Author Profile

Jenna A. Robinson

Jenna Robinson is president of the James G. Martin Center for Academic Renewal. She joined the Martin Center in January 2007 as campus outreach coordinator and later became the center’s director of outreach. She was previously the E.A. Morris Fellowship assistant at the John Locke Foundation, where she had worked since 2001.

Robinson serves on the board of the Alumni Free Speech Alliance, the UNC Alumni Free Speech Alliance, the steering committee of the Bastiat Society of Raleigh, and as a member of the Board of Visitors at UNC-Chapel Hill. She has previously served as a member of the North Carolina Longitudinal Data System Board, the North Carolina Advisory Committee for the U.S. Commission on Civil Rights, and the Classical Liberals in the Carolinas.

Robinson earned her bachelor’s degree from NC State University. She received her M.A. and Ph.D. in political science from the University of North Carolina at Chapel Hill. Robinson is also a graduate of the Koch Associate Program. She has taught courses in American politics at UNC-Chapel Hill, Southeastern Baptist Theological Seminary, and Wake Technical Community College.
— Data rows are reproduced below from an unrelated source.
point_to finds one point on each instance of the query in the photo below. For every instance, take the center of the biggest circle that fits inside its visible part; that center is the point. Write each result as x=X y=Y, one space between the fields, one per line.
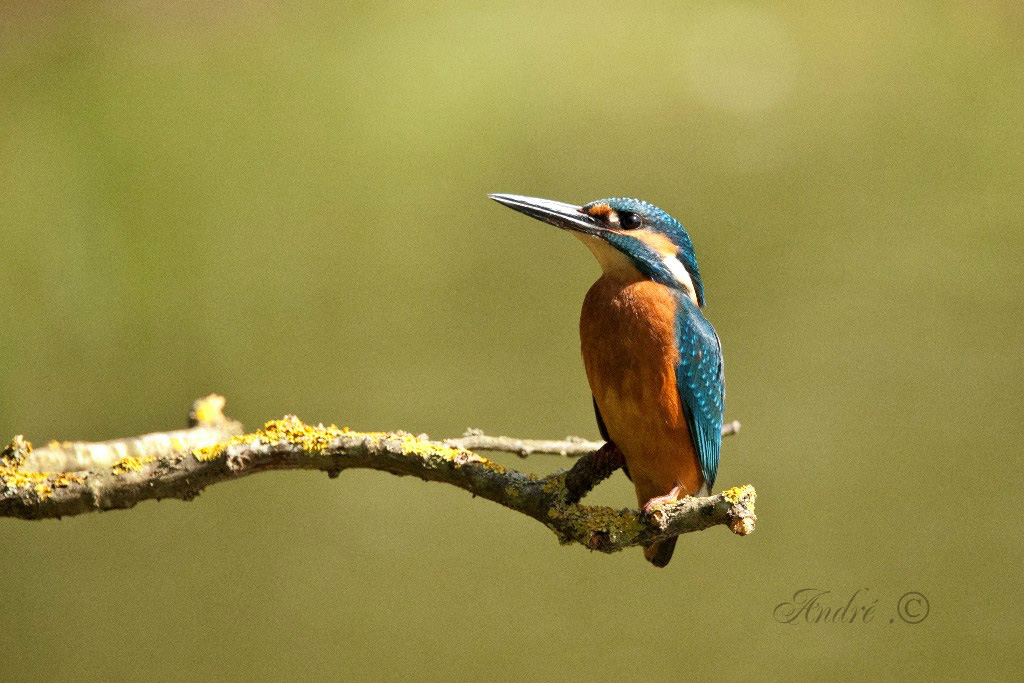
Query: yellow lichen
x=741 y=496
x=209 y=410
x=287 y=430
x=316 y=439
x=131 y=464
x=43 y=483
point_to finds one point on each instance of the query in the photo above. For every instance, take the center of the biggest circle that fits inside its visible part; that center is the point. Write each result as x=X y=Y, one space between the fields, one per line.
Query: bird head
x=625 y=235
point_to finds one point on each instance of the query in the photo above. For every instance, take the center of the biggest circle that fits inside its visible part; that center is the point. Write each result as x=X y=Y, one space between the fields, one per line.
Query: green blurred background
x=287 y=204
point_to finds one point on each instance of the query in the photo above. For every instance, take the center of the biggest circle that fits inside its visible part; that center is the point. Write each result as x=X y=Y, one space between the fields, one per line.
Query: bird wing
x=700 y=380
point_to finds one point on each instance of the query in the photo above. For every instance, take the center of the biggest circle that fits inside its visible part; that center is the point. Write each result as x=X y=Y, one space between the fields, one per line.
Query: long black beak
x=559 y=214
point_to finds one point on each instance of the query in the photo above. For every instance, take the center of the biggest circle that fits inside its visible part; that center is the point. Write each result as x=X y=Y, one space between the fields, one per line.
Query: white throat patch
x=682 y=275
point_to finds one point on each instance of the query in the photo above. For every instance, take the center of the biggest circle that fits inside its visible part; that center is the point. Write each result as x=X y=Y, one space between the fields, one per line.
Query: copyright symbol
x=912 y=607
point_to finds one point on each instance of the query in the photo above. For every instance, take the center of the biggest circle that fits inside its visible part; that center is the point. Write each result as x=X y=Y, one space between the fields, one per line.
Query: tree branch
x=570 y=446
x=120 y=474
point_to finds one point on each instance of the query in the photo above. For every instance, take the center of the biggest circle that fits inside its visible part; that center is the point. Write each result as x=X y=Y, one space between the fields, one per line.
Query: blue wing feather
x=700 y=380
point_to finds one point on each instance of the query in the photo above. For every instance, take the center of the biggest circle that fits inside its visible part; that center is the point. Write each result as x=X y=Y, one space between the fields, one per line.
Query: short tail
x=659 y=553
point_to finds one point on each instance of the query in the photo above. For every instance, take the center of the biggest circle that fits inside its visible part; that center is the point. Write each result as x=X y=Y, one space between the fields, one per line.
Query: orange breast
x=628 y=337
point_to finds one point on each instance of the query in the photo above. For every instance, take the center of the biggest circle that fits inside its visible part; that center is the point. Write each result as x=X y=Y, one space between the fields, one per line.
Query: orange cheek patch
x=659 y=243
x=599 y=210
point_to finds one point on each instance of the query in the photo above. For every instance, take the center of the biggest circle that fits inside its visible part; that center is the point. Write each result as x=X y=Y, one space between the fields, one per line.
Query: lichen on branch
x=125 y=472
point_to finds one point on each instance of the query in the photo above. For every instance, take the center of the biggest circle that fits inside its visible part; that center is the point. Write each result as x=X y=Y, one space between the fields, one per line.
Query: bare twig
x=289 y=443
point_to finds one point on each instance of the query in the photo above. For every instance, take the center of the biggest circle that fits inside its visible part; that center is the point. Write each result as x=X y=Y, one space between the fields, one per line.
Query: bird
x=652 y=359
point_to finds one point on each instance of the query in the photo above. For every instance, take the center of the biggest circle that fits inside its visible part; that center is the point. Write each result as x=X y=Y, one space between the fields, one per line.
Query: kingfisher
x=652 y=359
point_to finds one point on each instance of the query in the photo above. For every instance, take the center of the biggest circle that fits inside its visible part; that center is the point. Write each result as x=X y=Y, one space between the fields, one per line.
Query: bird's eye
x=630 y=220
Robinson’s work has appeared in Investor’s Business Daily, Roll Call, Forbes, American Thinker, Human Events, Carolina Journal, and the Raleigh News & Observer. She lives in Cary, NC, with her husband and two sons.

Articles by Jenna A. Robinson


Is Leftist Bias on College Campuses a Myth?

Conventional wisdom has long claimed that campuses are hotbeds of leftist thought with professors far more likely to be Marxists than Republicans. Recent research has taken steps to substantiate these claims. Eight separate studies of faculty politics and campus climate have demonstrated that professors with a leftist philosophy vastly outnumber those with a conservative or libertarian philosophy at four-year universities across the nation. The various studies address two major themes: that faculty members are liberal and that their liberal inclinations can affect classroom performance.

Now, a new study conducted by John B. Lee for the American Federation of Teachers concludes that those studies documenting liberal bias on campus might be incorrect, or at least inconclusive. “The ‘Faculty Bias’ Studies: Science or Propaganda,” takes eight of the recent studies on faculty politics and judges them by five general tests of social science research. According to Lee, “basic methodological flaws keep a critical reader from accepting the conclusions suggested by the authors.”

Unfortunately, Lee misses the point. Instead of refuting the results, Lee devotes his time to dissecting the methods employed by the researchers who have found evidence of leftist domination. Quibbling over details shouldn’t detract from the seriousness of the problem. Whether the number of professors who use their classrooms to peddle their own socio-political views is in the millions or in single digits, it shouldn’t be tolerated at all.